At that point, those doing the experiment take out the glass. The minnows come right up against the gills of the pike and he doesn’t even try to eat them.
The experiment ends when the wall-eyes pike starves to death. He’s convinced he’s not going to get those minnows, so there’s no point in wasting his time or hurting his nose again. That is the best image of cultural blindness I have heard. I wanted to weep when I first heard it, but I realized that the experiment is about human beings, not about fish. That’s much of the human story, people spiritually starving in the midst of plenty. They don’t know how to eat.
-from Job and the Mystery of Suffering by Richard Rohr
This is an amazingly accurate metaphor for us, I believe.
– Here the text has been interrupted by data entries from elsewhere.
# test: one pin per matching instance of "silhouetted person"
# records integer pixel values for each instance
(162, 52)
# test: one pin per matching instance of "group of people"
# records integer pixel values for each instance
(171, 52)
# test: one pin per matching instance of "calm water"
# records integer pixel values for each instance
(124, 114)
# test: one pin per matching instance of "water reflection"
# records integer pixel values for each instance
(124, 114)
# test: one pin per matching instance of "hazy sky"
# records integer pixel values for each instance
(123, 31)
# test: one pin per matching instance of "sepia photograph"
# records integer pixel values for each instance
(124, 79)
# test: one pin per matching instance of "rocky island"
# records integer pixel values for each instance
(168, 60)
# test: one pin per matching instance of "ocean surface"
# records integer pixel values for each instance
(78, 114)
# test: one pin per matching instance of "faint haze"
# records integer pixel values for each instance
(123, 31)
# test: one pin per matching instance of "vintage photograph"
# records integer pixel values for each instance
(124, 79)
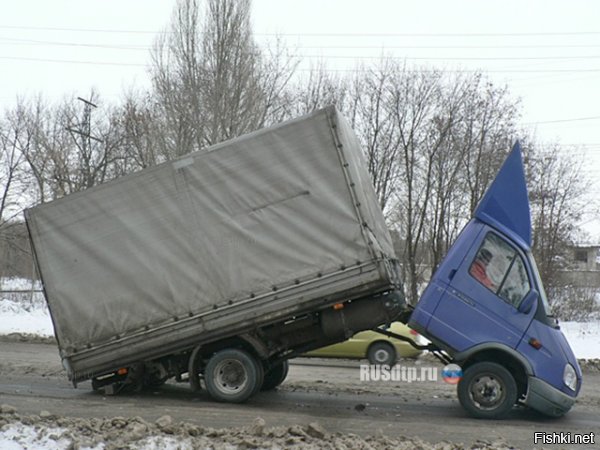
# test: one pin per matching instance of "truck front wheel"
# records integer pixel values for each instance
(233, 375)
(487, 391)
(382, 353)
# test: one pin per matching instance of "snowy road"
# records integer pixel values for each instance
(327, 392)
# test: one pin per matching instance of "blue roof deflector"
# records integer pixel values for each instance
(505, 205)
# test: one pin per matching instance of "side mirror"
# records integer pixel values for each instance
(528, 303)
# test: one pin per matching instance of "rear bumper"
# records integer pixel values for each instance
(546, 399)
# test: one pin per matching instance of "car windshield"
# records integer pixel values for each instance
(540, 285)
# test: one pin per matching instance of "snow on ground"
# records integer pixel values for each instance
(28, 313)
(18, 436)
(584, 338)
(24, 312)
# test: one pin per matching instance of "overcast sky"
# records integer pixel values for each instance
(546, 51)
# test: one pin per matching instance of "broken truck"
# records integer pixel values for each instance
(222, 265)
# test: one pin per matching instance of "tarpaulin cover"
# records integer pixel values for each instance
(209, 228)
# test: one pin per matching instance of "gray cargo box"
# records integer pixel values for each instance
(275, 223)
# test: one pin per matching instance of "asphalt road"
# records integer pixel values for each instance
(329, 392)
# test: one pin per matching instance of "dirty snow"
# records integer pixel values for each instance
(36, 432)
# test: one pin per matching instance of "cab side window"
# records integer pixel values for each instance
(500, 268)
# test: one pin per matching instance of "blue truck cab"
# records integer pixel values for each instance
(486, 308)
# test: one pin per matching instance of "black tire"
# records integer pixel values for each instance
(487, 391)
(233, 376)
(382, 354)
(275, 376)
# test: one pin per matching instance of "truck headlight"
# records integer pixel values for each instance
(570, 377)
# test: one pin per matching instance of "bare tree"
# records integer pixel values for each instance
(14, 141)
(211, 81)
(556, 187)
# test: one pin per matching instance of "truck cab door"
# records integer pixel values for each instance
(475, 294)
(482, 298)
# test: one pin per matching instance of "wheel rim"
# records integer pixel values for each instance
(230, 376)
(381, 356)
(487, 392)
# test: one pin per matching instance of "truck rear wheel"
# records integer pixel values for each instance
(487, 391)
(232, 376)
(275, 376)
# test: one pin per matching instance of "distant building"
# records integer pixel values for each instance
(584, 266)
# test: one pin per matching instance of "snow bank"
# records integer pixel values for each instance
(24, 312)
(584, 338)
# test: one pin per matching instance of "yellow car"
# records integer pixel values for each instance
(375, 347)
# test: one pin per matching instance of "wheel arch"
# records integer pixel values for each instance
(516, 364)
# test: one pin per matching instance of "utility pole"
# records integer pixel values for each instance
(84, 129)
(86, 124)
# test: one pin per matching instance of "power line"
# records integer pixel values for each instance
(11, 41)
(68, 61)
(452, 58)
(563, 120)
(323, 34)
(317, 47)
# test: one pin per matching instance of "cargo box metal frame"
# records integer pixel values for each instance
(252, 232)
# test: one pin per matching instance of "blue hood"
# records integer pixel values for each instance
(505, 205)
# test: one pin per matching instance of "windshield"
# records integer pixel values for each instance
(540, 285)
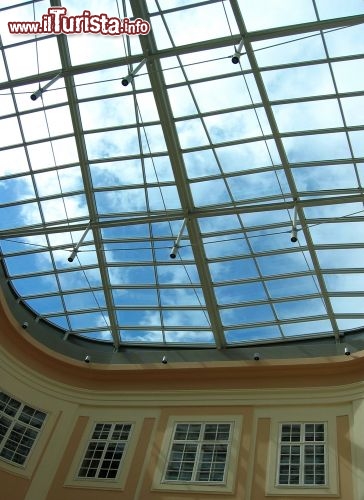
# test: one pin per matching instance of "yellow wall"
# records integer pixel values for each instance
(255, 395)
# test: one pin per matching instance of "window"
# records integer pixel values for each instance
(19, 428)
(105, 451)
(302, 454)
(199, 452)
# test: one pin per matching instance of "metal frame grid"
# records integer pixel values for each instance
(248, 156)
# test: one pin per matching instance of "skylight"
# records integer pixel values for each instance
(225, 162)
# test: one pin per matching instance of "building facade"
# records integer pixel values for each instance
(246, 430)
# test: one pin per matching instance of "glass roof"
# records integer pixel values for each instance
(249, 173)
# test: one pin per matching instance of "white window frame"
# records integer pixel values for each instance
(136, 417)
(107, 442)
(300, 444)
(160, 481)
(19, 421)
(306, 414)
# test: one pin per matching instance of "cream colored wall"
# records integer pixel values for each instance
(75, 395)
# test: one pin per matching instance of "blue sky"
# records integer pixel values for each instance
(230, 160)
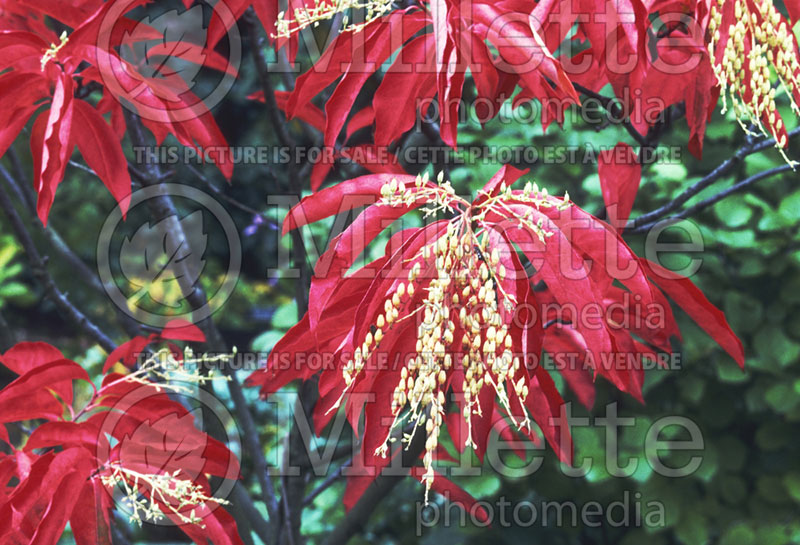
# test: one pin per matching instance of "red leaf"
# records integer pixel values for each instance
(454, 494)
(182, 330)
(620, 176)
(30, 396)
(19, 93)
(681, 290)
(90, 517)
(340, 198)
(56, 146)
(101, 149)
(25, 356)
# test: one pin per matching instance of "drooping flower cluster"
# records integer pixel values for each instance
(301, 15)
(129, 447)
(446, 328)
(755, 56)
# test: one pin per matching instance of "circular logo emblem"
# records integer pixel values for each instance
(152, 270)
(160, 58)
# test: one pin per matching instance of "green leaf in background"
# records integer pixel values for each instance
(733, 211)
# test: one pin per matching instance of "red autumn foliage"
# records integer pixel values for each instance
(490, 316)
(129, 433)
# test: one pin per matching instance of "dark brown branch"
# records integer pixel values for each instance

Starving in the midst of plenty.
The incredible, overwhelming, ginormous truth that is ever hiding right out in the open is this–we already have everything we need at this, and at every, moment.
We can always turn to God.
Only the eyes of faith are able to see this.
There is always a great feast sitting on the table.
Always.
Whether we see it, eat it, acknowledge it, or not.
I hear Jesus saying to us, “You can turn to me at any time.”
The Bread of Life, which leaves you hungry for nothing more, is always on the table ready to be taken and ingested.
God is always available to the diligent seeker, who approaches in utter humility, with a contrite heart, empty of self. We are free and able to connect with Christ at any moment of any day, if we but desire Him. I mean, truly desire HIM beyond all else.
The energy of God is ever flowing all around, in, and through us. We may tap into it whenever we so choose. We may stop whatever we are doing and thinking at any point, and turn our attention fully to Christ and rest in Him. When your attention is turned wholly to one thing, it is, by default, turned away from all others. Turning to the one thing needed, turns you away from all that matters not.
Is there any greater gift than this?
Is there anything simpler?
Is there anything more essential?
Is there anything more hidden?
“You can turn to me at any time.”
We need nothing else than to turn the gaze of our soul upon God in focused attention, and all will be made clear, for perspective shall miraculously become “unwarped” from its off-center state. Such intense focus on Christ, which blinds us to all else, is peace indeed–and worth fighting for.
Your healing presence absorbed, dear Jesus, is everything. May all other activity and thought take its rightful, very distant, second place to this!
There is plenty of food on the table. Minnows are constantly swimming right up to your gills. You may partake whenever you choose. What’s stopping you?